10:30: Through the night we have each pinned a contestant for Best Costume and Best Burger Related Costume. The finalists: Emily Hendricks as Suki the Slayer...Julianna Hendricks as Lady Luck/Poison Ivy...Sam Hendricks as some Lord of the Rings loser (christ, talk about nepotism, the Spot did only have one vote though)...#1 fan Barbara Meehan as our #1 Fan... Angela Prout as the Hamburgler...Rachel Sutherland and Holly Atchue as Sexy Burger Waitresses.
10:32: The winners? For Best Burger Related Costume it is Barbara Meehan, winner of a Sexy Burger trucker hat. For Best Costume it is Jive Prout as the Hamburgler, winner of the one and only Big City Slider maker.

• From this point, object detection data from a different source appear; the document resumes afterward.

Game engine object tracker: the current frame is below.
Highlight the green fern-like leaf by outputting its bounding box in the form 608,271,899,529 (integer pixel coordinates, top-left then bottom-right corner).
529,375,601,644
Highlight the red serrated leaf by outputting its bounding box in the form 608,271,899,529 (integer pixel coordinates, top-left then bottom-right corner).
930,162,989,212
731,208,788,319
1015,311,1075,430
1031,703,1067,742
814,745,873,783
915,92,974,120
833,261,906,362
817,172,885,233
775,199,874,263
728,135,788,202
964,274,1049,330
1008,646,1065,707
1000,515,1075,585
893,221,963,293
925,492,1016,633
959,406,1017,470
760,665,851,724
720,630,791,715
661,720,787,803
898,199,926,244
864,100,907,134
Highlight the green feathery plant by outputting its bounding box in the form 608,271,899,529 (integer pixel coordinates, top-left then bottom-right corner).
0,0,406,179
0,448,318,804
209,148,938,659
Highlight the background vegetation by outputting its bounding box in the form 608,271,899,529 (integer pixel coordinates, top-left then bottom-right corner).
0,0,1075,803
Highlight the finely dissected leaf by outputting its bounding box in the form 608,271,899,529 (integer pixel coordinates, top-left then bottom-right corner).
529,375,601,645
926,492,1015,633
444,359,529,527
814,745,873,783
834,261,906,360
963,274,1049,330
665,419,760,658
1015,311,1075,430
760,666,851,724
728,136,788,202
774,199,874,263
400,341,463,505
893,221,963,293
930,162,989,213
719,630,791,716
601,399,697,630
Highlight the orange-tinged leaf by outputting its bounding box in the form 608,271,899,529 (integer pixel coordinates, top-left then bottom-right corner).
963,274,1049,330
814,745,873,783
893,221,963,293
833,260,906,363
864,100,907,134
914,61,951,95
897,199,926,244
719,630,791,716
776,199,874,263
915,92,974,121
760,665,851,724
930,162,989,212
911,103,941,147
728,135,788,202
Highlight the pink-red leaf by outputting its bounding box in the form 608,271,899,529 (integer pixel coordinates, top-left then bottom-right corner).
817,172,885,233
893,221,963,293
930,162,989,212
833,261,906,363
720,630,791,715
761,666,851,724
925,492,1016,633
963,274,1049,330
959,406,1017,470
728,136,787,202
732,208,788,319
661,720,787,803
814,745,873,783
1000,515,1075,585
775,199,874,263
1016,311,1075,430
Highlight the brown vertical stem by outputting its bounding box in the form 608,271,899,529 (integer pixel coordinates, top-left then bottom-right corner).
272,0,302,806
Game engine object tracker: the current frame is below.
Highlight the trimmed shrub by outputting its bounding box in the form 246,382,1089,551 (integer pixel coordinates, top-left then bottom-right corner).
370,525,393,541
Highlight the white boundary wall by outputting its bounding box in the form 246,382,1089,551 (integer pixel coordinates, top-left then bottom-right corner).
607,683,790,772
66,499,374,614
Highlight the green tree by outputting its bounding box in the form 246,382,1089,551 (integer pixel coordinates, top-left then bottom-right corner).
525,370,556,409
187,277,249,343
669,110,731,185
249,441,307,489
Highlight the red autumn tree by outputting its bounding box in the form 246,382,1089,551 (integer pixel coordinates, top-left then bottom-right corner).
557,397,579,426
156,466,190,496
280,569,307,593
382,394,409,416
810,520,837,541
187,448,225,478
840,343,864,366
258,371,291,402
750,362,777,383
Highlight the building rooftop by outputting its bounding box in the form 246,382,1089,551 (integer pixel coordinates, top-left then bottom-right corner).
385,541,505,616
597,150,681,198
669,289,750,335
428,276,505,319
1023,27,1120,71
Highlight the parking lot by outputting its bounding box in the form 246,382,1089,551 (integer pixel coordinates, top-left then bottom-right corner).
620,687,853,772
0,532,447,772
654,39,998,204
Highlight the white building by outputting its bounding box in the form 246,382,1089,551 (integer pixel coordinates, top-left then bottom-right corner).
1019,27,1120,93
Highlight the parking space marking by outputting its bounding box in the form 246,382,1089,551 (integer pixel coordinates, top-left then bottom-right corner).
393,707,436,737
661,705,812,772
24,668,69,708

10:45-2:00 AM: The rest of the night is fairly uneventful. Some quick highlights: Tent city almost blowing away (I shoulda known Mother Nature wasn't done with us)...The Cake...The drunken singalong started by Sam and Jon "Worst Costume Ever" Hendricks...The drunken singalong grinding to a screeching halt at the hands of Brendan "Thanks to Jon Hendricks I Didn't Win for Worst Costume" McCabe...Singing the Dayman song around the fire.
2:15 AM: X Mark and the Spot retire for the evening. Tired. Drunk. Happy as two burgers covered with cheese and my homemade applesauce. What a motherfuckin success.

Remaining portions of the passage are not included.